Ilustrasi: Perajin memproduksi batik di Pekalongan, Jawa Tengah, Kamis (13/1/2022). Antara/Harviyan Perdana Putra

Jakarta.  Dalam waktu kurang lebih 100 hari lagi, persisnya pada 30 April 2022 masyarakat di Kabupaten Brebes, Pekalongan, Pemalang, Tegal, Kota Pekalongan, dan Kota Tegal akan mengalami Analog Switch Off (ASO) atau penghentian siaran TV Analog.
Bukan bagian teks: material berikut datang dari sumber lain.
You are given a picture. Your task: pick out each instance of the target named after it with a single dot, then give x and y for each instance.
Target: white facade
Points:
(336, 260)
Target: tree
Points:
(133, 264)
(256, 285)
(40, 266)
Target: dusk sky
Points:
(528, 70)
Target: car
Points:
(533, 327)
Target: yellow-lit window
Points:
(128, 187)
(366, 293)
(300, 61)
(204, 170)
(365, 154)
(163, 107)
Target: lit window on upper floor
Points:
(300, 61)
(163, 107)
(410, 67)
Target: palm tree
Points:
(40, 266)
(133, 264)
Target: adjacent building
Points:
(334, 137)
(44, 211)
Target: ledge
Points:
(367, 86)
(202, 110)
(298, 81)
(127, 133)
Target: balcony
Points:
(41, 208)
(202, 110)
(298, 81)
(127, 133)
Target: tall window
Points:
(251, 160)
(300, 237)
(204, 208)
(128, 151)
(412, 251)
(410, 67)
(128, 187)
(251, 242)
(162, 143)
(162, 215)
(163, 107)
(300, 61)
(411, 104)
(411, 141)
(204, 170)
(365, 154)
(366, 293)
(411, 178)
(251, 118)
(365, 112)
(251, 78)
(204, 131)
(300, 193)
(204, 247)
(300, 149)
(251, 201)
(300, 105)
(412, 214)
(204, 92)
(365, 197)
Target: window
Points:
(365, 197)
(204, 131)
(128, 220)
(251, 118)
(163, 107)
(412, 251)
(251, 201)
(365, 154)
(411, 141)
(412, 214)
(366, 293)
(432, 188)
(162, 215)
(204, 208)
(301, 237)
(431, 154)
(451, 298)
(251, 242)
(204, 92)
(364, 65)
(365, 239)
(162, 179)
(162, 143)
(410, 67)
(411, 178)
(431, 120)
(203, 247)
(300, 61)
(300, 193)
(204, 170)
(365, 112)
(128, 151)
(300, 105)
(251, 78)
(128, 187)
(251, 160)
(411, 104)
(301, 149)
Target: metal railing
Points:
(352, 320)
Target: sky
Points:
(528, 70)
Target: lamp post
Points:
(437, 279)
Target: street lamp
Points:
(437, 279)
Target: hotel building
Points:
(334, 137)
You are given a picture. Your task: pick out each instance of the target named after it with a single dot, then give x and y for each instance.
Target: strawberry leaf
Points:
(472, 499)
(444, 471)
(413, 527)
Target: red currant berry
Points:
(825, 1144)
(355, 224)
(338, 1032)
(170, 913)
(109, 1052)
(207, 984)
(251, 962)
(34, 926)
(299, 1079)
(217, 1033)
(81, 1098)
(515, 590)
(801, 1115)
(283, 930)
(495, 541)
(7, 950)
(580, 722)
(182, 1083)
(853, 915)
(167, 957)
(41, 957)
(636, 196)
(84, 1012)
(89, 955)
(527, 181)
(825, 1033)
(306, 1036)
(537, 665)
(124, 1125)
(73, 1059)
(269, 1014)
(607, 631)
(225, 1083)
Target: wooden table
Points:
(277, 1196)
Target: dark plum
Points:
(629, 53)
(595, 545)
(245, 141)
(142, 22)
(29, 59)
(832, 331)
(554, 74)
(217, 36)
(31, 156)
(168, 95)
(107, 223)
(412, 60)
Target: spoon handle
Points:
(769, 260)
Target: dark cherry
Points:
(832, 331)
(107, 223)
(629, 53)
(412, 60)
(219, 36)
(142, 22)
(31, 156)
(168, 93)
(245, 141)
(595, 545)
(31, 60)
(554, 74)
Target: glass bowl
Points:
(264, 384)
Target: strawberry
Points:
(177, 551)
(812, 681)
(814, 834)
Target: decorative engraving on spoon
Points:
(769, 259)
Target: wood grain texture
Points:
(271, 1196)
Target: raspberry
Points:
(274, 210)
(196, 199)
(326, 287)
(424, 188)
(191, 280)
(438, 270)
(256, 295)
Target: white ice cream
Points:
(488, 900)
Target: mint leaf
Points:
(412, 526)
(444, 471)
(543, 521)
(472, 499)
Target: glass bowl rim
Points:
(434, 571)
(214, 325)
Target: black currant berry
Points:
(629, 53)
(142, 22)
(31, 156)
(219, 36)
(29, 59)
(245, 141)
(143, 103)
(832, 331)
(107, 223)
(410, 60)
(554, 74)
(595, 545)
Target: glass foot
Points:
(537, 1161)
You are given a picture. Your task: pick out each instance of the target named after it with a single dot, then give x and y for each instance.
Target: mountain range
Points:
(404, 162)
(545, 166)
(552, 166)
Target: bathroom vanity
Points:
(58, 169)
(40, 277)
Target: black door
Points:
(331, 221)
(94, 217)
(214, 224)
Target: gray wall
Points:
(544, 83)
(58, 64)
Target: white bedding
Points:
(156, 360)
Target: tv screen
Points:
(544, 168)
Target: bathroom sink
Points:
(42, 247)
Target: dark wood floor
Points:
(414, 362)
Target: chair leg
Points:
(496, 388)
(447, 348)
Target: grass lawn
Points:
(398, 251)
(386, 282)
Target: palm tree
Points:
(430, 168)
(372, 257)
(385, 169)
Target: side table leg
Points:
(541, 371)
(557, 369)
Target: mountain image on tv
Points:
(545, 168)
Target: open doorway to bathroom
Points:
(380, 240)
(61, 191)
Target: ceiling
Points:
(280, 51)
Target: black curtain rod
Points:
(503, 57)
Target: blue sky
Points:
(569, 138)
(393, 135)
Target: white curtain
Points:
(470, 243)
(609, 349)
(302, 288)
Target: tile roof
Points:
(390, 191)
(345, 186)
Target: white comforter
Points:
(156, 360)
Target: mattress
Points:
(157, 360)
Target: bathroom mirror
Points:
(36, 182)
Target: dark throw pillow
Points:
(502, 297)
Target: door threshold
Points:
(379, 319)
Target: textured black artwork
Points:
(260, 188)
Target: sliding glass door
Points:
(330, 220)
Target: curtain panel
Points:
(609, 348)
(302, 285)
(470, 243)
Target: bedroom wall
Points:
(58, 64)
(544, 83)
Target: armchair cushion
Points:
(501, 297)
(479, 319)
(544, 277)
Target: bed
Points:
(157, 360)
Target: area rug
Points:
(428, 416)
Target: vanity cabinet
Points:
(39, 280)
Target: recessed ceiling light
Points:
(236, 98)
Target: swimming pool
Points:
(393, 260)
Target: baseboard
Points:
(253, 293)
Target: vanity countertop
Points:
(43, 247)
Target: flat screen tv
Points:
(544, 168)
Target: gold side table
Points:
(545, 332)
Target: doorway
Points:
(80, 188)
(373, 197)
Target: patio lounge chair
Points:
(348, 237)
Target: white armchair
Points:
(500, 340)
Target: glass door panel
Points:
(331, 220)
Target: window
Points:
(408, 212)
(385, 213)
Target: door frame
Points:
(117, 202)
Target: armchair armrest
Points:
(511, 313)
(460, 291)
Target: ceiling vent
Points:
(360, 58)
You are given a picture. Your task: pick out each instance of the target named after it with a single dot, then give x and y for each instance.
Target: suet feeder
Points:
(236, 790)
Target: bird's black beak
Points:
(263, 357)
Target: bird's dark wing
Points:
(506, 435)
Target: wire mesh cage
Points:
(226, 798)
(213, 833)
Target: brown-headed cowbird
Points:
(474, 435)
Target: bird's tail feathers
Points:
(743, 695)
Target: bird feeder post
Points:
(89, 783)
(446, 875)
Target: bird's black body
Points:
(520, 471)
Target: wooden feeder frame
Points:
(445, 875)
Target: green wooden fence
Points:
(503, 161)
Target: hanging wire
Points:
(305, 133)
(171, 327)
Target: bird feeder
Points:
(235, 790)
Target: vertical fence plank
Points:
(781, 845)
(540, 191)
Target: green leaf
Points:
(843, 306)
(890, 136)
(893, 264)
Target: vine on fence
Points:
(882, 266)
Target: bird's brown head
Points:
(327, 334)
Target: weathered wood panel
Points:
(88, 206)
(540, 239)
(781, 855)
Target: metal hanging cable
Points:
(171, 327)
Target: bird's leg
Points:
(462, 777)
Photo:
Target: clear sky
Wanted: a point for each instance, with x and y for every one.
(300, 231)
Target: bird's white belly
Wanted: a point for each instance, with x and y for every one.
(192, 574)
Selanjutnya, hanya ada siaran TV Digital.

Penghentian siaran TV Analog berlangsung dalam tiga tahap yaitu tahap pertama 30 April 2022, tahap kedua 25 Agustus 2022, dan tahap ketiga 2 November 2022. Hal itu disampaikan oleh Direktur Jenderal Informasi dan Komunikasi Publik (IKP) Kementerian Komunikasi dan Informatika dalam Talkshow bertajuk ‘Jawa Tengah Siap Analog Switch Off (ASO)’ yang diselenggarakan secara daring. Kamis, (26/8/2021).

Dirjen Usman mengimbau agar masyarakat di Pulau Jawa segera beralih dan mendapatkan manfaat dari TV digital. “Siaran TV Digital lebih bersih gambarnya, jernih suaranya, canggih teknologinya, dan banyak programnya. Paling penting, tetap gratis menontonnya,” katanya.

Beralih Segera, Jangan Tunggu TV Dimatikan

Kementerian Kominfo mengimbau masyarakat segera beralih ke siaran TV Digital. Makin cepat beralih makin baik. Tidak perlu menunggu hingga tanggal tahapan ASO. Siaran TV Digital sudah ada dan bisa dinikmati siarannya. 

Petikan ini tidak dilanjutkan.